The goal is identification, not an identity

Or “The Grammar of Identification”

Governments talk about creating a “digital identity” as if it’s a one-off task. But really what they’re creating is a process for “identification”, a process that’s repeated again and again, in many different contexts.

Sure, identification sounds like it creates an identity. Indeed, Kim Cameron’s Laws of Identity got us to think that identification “provides” identity. But it doesn’t and I’ll explain why, because the conflation of identification with identity has contributed to the repeated failure of grand identity federations, and more.

There is of course a repeated structure to the process of identification, a sort of grammar. But every organisation performs identification differently, and for good reasons.

Enrolment or onboarding, two steps requiring identification processes, tend to draw on a standard set of ID documents, but different customers will present a different selection of IDs from that set.

Some government services might be restricted to citizens, for example, so proof of citizenship will be vital.

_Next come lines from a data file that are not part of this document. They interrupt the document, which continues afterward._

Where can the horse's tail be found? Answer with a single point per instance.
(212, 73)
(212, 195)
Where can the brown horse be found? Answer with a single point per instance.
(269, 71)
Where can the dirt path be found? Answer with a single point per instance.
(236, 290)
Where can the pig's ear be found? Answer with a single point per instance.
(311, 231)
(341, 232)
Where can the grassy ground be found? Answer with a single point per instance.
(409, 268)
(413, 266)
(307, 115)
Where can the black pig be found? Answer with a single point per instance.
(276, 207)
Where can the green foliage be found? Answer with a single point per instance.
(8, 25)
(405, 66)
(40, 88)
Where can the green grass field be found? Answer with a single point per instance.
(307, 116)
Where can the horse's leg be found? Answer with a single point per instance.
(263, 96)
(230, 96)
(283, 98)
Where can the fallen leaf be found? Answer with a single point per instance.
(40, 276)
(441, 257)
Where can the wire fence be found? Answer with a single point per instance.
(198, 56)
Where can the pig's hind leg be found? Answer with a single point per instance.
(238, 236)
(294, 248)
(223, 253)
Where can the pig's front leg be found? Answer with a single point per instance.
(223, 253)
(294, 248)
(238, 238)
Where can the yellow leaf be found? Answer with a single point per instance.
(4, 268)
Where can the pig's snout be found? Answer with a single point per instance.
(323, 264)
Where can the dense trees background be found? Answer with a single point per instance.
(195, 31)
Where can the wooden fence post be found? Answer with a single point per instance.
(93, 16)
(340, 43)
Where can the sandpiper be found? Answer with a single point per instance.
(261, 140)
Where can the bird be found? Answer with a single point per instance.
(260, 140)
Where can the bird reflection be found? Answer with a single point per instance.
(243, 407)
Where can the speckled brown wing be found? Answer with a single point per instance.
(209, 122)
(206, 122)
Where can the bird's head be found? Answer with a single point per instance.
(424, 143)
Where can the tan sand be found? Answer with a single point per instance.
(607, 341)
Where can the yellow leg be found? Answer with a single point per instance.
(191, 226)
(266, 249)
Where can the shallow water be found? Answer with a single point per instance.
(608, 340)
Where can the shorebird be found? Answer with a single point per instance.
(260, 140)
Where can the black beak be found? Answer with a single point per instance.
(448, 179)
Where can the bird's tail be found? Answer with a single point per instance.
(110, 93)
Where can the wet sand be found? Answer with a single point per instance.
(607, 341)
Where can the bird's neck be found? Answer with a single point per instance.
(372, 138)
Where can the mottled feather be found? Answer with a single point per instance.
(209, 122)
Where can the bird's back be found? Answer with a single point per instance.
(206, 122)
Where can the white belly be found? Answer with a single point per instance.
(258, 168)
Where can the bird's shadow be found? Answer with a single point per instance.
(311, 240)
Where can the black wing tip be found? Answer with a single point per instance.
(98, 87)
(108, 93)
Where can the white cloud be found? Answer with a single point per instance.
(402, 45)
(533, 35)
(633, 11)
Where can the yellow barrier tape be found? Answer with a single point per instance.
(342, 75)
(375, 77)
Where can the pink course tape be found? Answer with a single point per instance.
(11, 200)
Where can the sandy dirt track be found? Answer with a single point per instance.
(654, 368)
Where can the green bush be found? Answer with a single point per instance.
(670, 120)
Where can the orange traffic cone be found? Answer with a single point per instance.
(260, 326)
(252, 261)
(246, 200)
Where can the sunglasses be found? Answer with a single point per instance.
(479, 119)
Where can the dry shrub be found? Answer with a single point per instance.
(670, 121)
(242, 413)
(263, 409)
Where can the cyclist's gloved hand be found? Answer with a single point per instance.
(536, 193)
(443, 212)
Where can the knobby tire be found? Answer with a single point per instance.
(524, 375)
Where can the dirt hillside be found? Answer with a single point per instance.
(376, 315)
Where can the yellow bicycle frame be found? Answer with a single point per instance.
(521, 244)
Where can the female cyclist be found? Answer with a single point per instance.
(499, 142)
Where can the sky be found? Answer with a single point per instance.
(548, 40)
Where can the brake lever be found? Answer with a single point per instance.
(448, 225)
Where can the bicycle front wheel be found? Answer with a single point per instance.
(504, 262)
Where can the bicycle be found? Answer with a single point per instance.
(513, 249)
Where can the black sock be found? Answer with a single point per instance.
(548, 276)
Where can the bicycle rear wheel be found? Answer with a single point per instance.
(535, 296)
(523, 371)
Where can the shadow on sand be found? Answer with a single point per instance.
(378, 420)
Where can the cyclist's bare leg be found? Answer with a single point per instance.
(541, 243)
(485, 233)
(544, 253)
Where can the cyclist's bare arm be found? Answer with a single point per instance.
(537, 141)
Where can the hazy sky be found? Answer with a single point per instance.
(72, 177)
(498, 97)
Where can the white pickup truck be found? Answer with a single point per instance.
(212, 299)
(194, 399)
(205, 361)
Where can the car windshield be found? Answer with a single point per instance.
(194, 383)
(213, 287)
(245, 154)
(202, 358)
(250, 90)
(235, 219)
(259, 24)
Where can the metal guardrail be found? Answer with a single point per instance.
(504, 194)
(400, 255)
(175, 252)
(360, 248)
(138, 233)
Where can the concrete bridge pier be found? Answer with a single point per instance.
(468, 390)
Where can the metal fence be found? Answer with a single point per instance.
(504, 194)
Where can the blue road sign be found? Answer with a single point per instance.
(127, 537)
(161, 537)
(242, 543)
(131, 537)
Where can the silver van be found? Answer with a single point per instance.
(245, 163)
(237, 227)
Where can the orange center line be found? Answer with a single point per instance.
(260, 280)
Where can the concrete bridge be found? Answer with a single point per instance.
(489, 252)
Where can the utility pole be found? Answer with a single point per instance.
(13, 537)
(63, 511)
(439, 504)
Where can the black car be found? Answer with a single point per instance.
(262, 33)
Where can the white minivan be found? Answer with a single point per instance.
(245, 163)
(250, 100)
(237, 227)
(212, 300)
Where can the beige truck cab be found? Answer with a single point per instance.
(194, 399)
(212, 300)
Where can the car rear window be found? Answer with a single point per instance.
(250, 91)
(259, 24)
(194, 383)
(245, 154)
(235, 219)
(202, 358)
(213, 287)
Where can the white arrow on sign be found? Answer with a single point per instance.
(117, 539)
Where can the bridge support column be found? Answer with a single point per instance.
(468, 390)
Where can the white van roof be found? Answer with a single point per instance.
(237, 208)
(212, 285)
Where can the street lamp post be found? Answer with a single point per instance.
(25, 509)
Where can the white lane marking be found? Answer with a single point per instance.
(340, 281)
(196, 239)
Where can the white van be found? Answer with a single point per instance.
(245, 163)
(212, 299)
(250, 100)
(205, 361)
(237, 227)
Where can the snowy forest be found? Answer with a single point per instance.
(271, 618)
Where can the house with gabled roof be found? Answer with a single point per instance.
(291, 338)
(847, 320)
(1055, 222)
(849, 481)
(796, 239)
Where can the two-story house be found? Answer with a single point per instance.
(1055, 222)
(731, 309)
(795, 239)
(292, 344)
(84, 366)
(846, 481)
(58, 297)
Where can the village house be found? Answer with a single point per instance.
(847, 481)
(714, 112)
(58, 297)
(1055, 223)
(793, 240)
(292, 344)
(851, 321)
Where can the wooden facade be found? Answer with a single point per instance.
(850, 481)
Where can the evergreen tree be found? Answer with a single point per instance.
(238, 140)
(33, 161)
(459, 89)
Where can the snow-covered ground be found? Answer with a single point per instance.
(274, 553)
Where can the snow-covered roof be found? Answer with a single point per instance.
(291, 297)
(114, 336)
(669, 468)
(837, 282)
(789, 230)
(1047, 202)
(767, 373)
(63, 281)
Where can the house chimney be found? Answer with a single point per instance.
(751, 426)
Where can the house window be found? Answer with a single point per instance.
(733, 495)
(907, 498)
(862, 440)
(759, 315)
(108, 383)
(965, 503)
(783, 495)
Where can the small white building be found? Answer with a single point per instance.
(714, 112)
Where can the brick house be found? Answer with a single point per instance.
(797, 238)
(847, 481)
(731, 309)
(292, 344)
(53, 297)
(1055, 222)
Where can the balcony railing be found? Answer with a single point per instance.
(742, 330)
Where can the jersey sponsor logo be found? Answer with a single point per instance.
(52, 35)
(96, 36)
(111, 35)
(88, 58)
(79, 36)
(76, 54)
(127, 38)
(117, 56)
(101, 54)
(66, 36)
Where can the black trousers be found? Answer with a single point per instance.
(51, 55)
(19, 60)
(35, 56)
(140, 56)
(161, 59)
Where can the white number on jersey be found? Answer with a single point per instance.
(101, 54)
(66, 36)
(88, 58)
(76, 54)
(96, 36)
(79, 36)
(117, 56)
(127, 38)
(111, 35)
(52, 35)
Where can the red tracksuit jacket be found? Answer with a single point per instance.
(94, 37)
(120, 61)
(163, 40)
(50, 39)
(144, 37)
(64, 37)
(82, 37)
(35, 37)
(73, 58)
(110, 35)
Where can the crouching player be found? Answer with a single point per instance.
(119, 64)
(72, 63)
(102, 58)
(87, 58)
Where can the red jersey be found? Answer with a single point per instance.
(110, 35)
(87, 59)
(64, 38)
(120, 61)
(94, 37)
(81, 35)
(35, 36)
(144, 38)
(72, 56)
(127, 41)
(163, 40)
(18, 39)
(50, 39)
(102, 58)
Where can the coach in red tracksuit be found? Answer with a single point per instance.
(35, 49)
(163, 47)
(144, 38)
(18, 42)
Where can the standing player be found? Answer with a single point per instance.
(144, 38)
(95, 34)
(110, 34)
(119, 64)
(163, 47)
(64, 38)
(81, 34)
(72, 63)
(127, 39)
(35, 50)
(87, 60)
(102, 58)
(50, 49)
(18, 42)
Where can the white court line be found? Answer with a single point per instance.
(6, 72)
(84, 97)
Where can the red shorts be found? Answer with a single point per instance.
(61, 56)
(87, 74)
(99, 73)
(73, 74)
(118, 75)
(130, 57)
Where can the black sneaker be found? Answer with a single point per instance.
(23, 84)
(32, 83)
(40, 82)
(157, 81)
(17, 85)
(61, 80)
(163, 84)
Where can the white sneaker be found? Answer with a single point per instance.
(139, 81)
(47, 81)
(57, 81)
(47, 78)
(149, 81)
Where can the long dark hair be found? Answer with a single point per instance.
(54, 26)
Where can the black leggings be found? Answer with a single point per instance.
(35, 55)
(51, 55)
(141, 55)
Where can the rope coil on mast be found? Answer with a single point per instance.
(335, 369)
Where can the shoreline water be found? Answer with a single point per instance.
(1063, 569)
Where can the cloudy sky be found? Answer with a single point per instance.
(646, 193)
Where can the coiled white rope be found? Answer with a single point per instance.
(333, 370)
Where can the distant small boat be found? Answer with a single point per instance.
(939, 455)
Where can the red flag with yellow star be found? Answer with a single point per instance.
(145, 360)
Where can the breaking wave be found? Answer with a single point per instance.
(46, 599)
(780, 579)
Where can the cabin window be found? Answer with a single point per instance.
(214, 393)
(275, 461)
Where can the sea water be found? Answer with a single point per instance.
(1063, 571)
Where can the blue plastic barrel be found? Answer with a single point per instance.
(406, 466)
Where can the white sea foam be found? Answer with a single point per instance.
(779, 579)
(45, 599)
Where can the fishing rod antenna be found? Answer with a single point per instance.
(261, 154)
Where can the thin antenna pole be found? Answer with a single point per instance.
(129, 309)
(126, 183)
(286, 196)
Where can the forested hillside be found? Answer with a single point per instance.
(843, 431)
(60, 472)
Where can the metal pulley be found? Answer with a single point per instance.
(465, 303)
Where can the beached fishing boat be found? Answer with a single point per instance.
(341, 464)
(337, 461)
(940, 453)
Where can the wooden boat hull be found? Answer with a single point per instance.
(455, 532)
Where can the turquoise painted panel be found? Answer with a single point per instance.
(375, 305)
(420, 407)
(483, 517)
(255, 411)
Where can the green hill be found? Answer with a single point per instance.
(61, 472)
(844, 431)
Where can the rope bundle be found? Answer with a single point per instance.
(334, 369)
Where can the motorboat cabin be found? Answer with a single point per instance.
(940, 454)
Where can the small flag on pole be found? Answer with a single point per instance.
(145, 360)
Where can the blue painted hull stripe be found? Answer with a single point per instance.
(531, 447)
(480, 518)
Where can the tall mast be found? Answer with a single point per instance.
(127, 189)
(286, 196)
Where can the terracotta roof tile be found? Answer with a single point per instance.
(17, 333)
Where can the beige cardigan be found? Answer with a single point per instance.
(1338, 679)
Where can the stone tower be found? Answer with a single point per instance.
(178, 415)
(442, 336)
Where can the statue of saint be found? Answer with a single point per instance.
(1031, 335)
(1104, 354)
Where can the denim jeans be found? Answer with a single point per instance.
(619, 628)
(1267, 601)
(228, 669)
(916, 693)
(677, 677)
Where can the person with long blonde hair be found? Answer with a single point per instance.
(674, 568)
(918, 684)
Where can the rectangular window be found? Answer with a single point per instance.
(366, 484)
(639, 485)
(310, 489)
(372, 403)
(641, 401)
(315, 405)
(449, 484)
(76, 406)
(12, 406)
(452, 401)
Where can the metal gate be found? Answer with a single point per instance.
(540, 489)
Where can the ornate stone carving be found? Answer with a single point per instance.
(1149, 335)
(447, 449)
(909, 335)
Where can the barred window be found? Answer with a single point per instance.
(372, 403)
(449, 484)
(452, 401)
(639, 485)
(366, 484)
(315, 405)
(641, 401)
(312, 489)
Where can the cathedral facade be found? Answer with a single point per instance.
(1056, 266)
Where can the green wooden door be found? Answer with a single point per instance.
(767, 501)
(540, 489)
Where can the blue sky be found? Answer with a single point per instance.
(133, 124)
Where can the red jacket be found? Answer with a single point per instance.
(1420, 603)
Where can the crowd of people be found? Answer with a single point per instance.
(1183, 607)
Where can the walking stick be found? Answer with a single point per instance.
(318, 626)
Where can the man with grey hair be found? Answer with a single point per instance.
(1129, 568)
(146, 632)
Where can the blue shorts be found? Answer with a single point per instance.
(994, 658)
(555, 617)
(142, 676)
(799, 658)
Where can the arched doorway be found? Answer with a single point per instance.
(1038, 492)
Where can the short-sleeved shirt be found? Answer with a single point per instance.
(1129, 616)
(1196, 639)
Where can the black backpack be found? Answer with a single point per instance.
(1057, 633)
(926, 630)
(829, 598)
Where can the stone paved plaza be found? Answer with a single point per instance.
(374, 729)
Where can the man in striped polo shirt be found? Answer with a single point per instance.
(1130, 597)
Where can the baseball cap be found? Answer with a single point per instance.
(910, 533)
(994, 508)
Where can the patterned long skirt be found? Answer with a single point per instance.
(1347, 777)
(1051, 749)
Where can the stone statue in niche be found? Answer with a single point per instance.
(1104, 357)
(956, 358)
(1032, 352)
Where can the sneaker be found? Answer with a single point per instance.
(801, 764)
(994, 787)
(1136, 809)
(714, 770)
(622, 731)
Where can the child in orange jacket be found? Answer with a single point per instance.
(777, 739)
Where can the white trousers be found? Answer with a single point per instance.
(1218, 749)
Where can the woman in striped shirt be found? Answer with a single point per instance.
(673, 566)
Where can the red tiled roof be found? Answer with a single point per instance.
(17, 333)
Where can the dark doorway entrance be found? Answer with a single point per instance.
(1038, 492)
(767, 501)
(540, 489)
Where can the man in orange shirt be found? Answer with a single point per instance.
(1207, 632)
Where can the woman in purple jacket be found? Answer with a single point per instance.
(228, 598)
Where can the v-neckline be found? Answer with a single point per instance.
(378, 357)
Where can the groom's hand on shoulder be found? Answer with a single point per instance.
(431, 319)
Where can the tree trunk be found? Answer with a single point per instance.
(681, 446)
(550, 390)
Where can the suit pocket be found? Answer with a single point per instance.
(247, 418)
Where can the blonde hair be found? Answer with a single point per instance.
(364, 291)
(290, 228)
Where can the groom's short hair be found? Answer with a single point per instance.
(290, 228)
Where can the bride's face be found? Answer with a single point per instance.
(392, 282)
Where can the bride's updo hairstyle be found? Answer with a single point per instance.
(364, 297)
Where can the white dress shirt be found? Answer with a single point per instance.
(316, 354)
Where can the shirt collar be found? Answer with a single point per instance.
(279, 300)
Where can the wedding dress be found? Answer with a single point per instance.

But for other services you might need to be a resident in a particular area, in which case proof of residential address becomes more important.

Admitting a graduate to a professional association will entail close examination of their college qualifications. However the association might take the person’s name and address for granted, on the basis that these details would have been checked previously by the colleges.

Consider the Know Your Customer (KYC) identification processes in banking. They draw on a near-universal superset of official ID documents, including passport, birth certificate, driver licence, and residency papers, from which the prospective customer can choose and present a certain minimum number.

But the precise ways in which IDs are checked vary between banks. Some might simply inspect the physical document and record the details. Others might look up the details in a database in real time. Online, they might match a selfie taken live by the user with an ID document, using an online verification bureau and real-time facial recognition.

Each identification follows its own script. The variations in scripts mean that identifications done by different organisations are rarely equivalent.

While we might say casually that a customer has been “identified” and given an identifier, these identifiers are usually meaningless outside the business concerned. Your bank won’t identify you solely by your energy provider’s account number.

This is why “reusable KYC” (aka “KYC Once”) is such an intractable problem. The experience of the Australian Payment Council’s trust framework is instructive: for five years the working group deliberated over digital identity use cases but it couldn’t reach agreement on KYC Once.

Counterintuitively, the identification process does not generally create a reusable identity.

There is no getting around this specificity of identification.

The government of Australia’s most populous state, New South Wales, is rolling out a NSW Digital ID, and the federal government has flagged a national digital ID as a response to the ongoing scourge of data theft.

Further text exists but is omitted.